The President referenced a rift between the Pentagon and the nonprofit that organizes the event. “Thank you to our great men and women of the Pentagon for working it out,” he said.
Despite Trump’s tweet, Rolling Thunder’s founder and executive director Artie Muller affirmed again on Sunday this was the last year for the event in the nation’s capital.
In reference to the President’s comments, Muller said on C-Span that nothing had changed. “I know he means well, but I don’t know what the story is with them working it out with us,” Muller, a Vietnam War veteran, said. “There’d have to be a lot of discussion and a lot of changes for everybody that comes here and our organization that helps put this together.”
Though the organization’s 90 chapters will be continuing local rallies in 2020 and beyond, Muller said the group has no plans to continue its annual ride in the U.S. capital.
In a Stars and Stripes article last December, Mueller said a lack of cooperation from the Pentagon — in addition to rising costs and similar struggles with local police — caused the rally’s demise. The annual “Ride for Freedom” in Washington costs the organization around $200,000 in 2018, Muller told C-Span on Sunday.
Muller told Stars and Stripes that not only was the organization unable to recoup the costs of 2018’s rally, it was also unable to find a new sponsor. “We’re collecting money to help veterans, troops and their families, and spending $200,000 on a run? I can’t justify that,” he told the newspaper.
A large portion of that $200,000 goes directly to the Pentagon for access to their parking lots, which serve as staging areas for the ride, as well as bathrooms and security detail, WTOP reported. “We’re tired of the harassment,” Muller told the Washington TV station. “We’re tired of the aggravation there.”
In a statement to WTOP, Pentagon spokeswoman Sue Gough said that the Pentagon has “worked closely with Rolling Thunder representatives to achieve a safe and successful event,” and denied that reserved areas weren’t accessible to guests.
“All outside events pay fees to use the Pentagon Reservation. The fee includes costs for overtime for security and reimbursement for clean up after an event. Rolling Thunder, Inc. pays only a portion of the total costs incurred by the Pentagon to support the event,” the statement said.

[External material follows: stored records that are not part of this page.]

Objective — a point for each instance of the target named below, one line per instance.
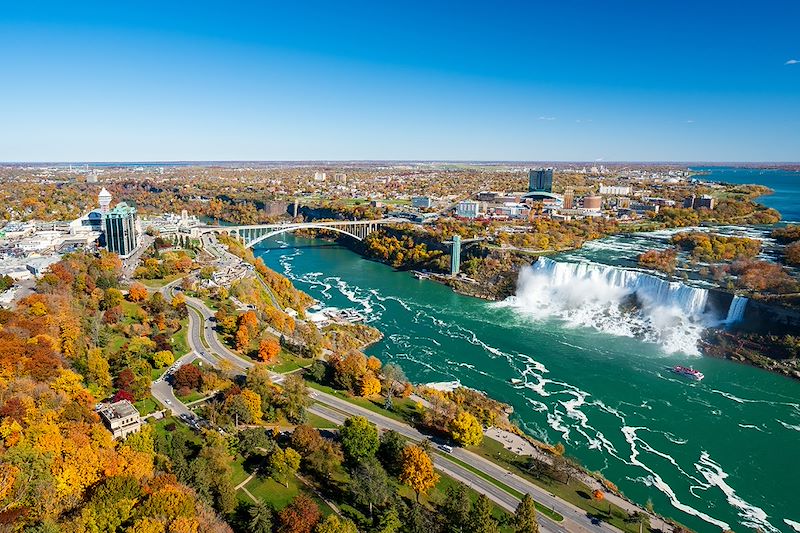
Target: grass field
(574, 492)
(288, 362)
(147, 406)
(180, 345)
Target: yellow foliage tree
(137, 293)
(466, 430)
(374, 364)
(417, 470)
(370, 385)
(268, 349)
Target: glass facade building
(120, 229)
(540, 180)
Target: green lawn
(404, 408)
(180, 345)
(147, 406)
(574, 492)
(161, 428)
(288, 362)
(273, 492)
(192, 397)
(239, 473)
(438, 493)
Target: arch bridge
(253, 234)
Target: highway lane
(575, 519)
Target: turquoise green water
(715, 454)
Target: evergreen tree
(525, 516)
(260, 518)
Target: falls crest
(616, 301)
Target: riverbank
(606, 396)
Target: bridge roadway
(336, 409)
(255, 233)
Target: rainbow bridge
(253, 234)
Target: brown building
(593, 202)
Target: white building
(121, 418)
(104, 200)
(468, 209)
(615, 190)
(421, 202)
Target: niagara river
(715, 454)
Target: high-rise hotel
(120, 229)
(540, 180)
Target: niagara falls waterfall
(615, 301)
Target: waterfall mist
(615, 301)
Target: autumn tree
(359, 439)
(188, 377)
(466, 430)
(369, 483)
(390, 451)
(242, 338)
(417, 470)
(268, 349)
(370, 385)
(293, 399)
(137, 293)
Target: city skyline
(517, 82)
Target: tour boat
(690, 372)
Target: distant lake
(785, 183)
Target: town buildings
(540, 180)
(121, 418)
(120, 230)
(468, 209)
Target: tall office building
(540, 180)
(455, 256)
(569, 198)
(104, 200)
(120, 229)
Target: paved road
(333, 408)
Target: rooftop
(120, 409)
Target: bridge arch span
(304, 226)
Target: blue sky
(505, 80)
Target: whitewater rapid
(619, 302)
(437, 343)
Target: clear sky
(634, 80)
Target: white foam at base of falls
(736, 310)
(671, 314)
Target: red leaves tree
(189, 377)
(268, 349)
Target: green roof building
(120, 229)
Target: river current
(715, 454)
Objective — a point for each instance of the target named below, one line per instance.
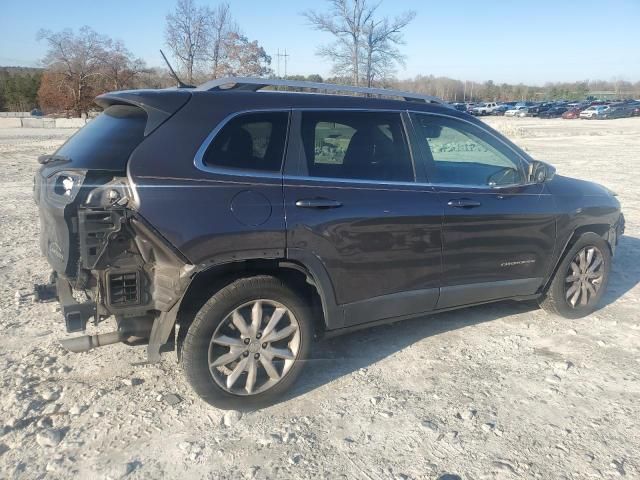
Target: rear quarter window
(107, 141)
(251, 141)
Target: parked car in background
(536, 110)
(553, 112)
(500, 109)
(572, 113)
(485, 108)
(623, 110)
(592, 112)
(518, 111)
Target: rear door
(498, 229)
(353, 207)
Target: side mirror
(540, 172)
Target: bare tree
(120, 68)
(382, 38)
(188, 35)
(244, 58)
(222, 27)
(78, 60)
(346, 21)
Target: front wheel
(247, 344)
(581, 278)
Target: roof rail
(255, 84)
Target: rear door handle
(463, 203)
(318, 203)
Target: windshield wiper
(44, 159)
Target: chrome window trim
(198, 160)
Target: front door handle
(318, 203)
(463, 203)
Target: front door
(352, 203)
(498, 229)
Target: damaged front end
(122, 265)
(107, 261)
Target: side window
(356, 145)
(252, 141)
(460, 153)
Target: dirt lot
(500, 391)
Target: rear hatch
(93, 156)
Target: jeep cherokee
(234, 223)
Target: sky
(528, 41)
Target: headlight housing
(63, 186)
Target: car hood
(567, 186)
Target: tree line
(19, 88)
(206, 42)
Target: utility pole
(284, 56)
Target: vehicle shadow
(626, 270)
(336, 357)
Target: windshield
(106, 142)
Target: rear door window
(251, 141)
(356, 145)
(107, 141)
(459, 153)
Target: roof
(256, 84)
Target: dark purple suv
(235, 223)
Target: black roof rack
(255, 84)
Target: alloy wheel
(584, 277)
(254, 347)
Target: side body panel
(381, 246)
(209, 216)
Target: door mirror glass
(540, 172)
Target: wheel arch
(303, 279)
(600, 229)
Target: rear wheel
(247, 344)
(581, 278)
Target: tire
(213, 337)
(559, 296)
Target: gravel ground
(498, 391)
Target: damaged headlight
(64, 186)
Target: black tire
(195, 348)
(555, 301)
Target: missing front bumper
(76, 314)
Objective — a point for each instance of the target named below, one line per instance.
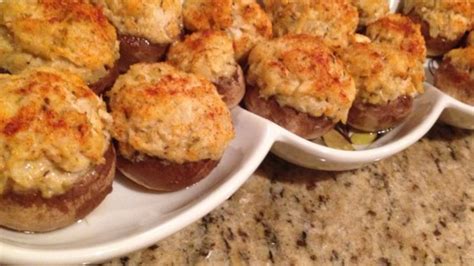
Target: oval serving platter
(131, 218)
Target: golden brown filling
(53, 129)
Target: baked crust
(435, 46)
(68, 35)
(382, 72)
(334, 21)
(243, 20)
(51, 125)
(301, 72)
(33, 213)
(400, 32)
(163, 112)
(370, 10)
(211, 55)
(158, 21)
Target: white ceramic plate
(131, 218)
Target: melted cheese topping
(470, 39)
(335, 21)
(301, 72)
(208, 53)
(243, 20)
(400, 32)
(69, 35)
(162, 112)
(370, 10)
(446, 18)
(159, 21)
(53, 129)
(382, 73)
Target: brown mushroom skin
(135, 49)
(300, 123)
(435, 46)
(162, 175)
(232, 89)
(32, 213)
(455, 83)
(106, 82)
(378, 117)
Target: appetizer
(470, 39)
(401, 33)
(443, 22)
(171, 127)
(370, 10)
(296, 82)
(387, 79)
(56, 160)
(455, 75)
(69, 35)
(334, 21)
(145, 27)
(244, 21)
(211, 54)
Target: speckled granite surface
(414, 208)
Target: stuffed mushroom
(57, 163)
(171, 127)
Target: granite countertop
(414, 208)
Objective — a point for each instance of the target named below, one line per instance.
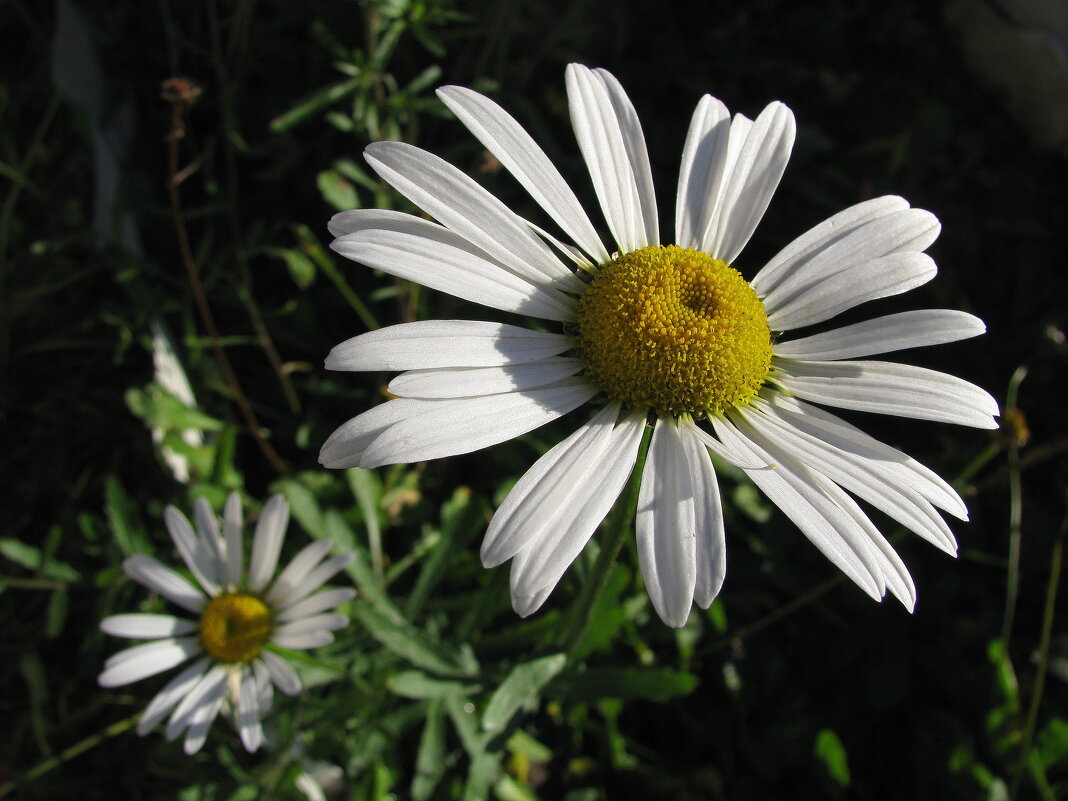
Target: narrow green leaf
(520, 690)
(830, 751)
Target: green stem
(79, 748)
(619, 525)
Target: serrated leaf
(520, 689)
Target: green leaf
(521, 689)
(830, 751)
(656, 684)
(407, 642)
(420, 685)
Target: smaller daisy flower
(236, 617)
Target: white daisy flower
(671, 334)
(236, 617)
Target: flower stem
(618, 527)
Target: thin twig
(179, 92)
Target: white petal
(298, 569)
(318, 602)
(436, 257)
(611, 141)
(666, 525)
(822, 236)
(171, 694)
(884, 334)
(451, 427)
(520, 155)
(843, 436)
(281, 673)
(270, 531)
(145, 627)
(461, 205)
(473, 381)
(160, 579)
(901, 231)
(795, 490)
(751, 182)
(862, 476)
(141, 661)
(575, 499)
(445, 344)
(315, 579)
(232, 536)
(191, 549)
(711, 552)
(834, 293)
(249, 712)
(889, 388)
(202, 696)
(701, 174)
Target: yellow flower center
(234, 627)
(674, 330)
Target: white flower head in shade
(671, 335)
(235, 617)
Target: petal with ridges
(451, 427)
(527, 161)
(884, 334)
(474, 381)
(445, 344)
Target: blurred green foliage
(791, 686)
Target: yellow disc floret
(234, 627)
(674, 330)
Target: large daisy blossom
(666, 334)
(236, 616)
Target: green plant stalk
(79, 748)
(1043, 655)
(619, 527)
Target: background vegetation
(792, 686)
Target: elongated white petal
(711, 552)
(270, 531)
(315, 579)
(145, 626)
(613, 146)
(456, 201)
(232, 536)
(438, 258)
(298, 569)
(701, 173)
(551, 513)
(889, 388)
(520, 155)
(473, 381)
(752, 179)
(796, 491)
(666, 525)
(451, 427)
(822, 236)
(176, 689)
(202, 696)
(445, 344)
(318, 602)
(862, 476)
(904, 231)
(838, 434)
(141, 661)
(281, 673)
(192, 551)
(554, 540)
(834, 293)
(884, 334)
(249, 712)
(161, 579)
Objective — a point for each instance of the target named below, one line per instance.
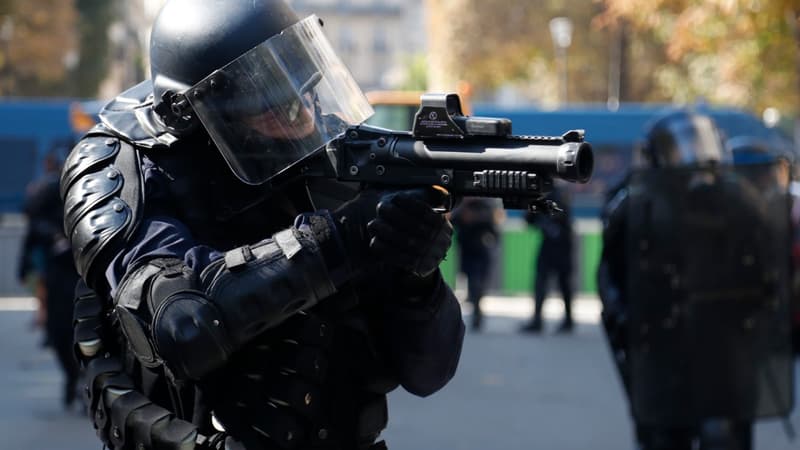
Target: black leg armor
(122, 417)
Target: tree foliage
(491, 43)
(95, 17)
(739, 52)
(38, 36)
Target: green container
(519, 251)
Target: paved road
(511, 392)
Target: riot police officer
(230, 303)
(693, 280)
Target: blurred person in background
(231, 302)
(476, 222)
(693, 279)
(554, 258)
(46, 265)
(748, 150)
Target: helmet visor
(278, 103)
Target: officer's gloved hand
(408, 234)
(398, 228)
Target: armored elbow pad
(101, 186)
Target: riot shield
(708, 252)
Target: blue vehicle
(30, 130)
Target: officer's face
(295, 120)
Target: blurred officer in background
(46, 259)
(694, 284)
(255, 309)
(476, 222)
(554, 258)
(747, 150)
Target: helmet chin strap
(176, 115)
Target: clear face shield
(279, 103)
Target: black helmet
(682, 138)
(192, 38)
(266, 86)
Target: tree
(491, 43)
(736, 52)
(95, 17)
(36, 35)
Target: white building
(374, 38)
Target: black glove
(398, 228)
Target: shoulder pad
(102, 188)
(130, 116)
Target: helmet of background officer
(751, 150)
(264, 84)
(682, 138)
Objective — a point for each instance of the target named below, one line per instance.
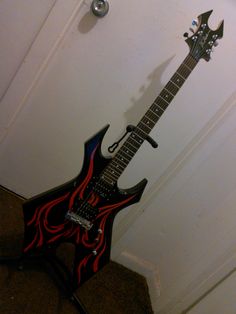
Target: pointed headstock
(203, 39)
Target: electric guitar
(82, 211)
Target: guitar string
(84, 205)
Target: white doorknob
(100, 7)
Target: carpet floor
(113, 290)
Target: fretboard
(136, 138)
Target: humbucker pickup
(79, 220)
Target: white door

The Metropolitan Police Department said in a statement that it “welcomes those who come here to exercise their First Amendment rights in a safe and peaceful manner,” and that all decisions related to the event’s planning are up to the Pentagon Force Protection and the Department of Defense.
Rolling Thunder, Inc. and the Pentagon did not immediately respond to requests for comment.
The first run was held in 1988, to raise awareness for those still missing after the Vietnam War. It drew 2,500 riders to Washington who demanded that the government account for everyone missing in the war, according to a history on Rolling Thunder’s website.
Operation Rolling Thunder, a 1965 bombing on North Vietnam, was the inspiration for the group’s name. As the motorcycles gear up, their collective roar is a sound “not unlike” that of the bombing, according to their website.
In his C-Span interview, Muller said there’s still a great deal of work to be done in protecting missing soldiers and prisoners of war. “Our government says we leave no man behind, no woman behind, in the military. But they have,” he said.
He also referenced recent U.S. efforts to retrieve bodies of those killed in World War II, but said Congress must work together with Trump to bring home more prisoners of war.
Trump’s advocacy for Rolling Thunder’s issues comes in the wake of his years of commentary on the late Sen. John McCain’s POW status. “He was captured … Does being captured make you a hero? I don’t know. I’m not sure,” he said in a 60 Minutes interview in 1999.
Trump continued that point during his campaign for the Republican presidential nomination and well into his presidency. “[McCain’s] not a war hero,” he said at an event in Iowa in July of 2015. “He was a war hero because he was captured. I like people who weren’t captured.”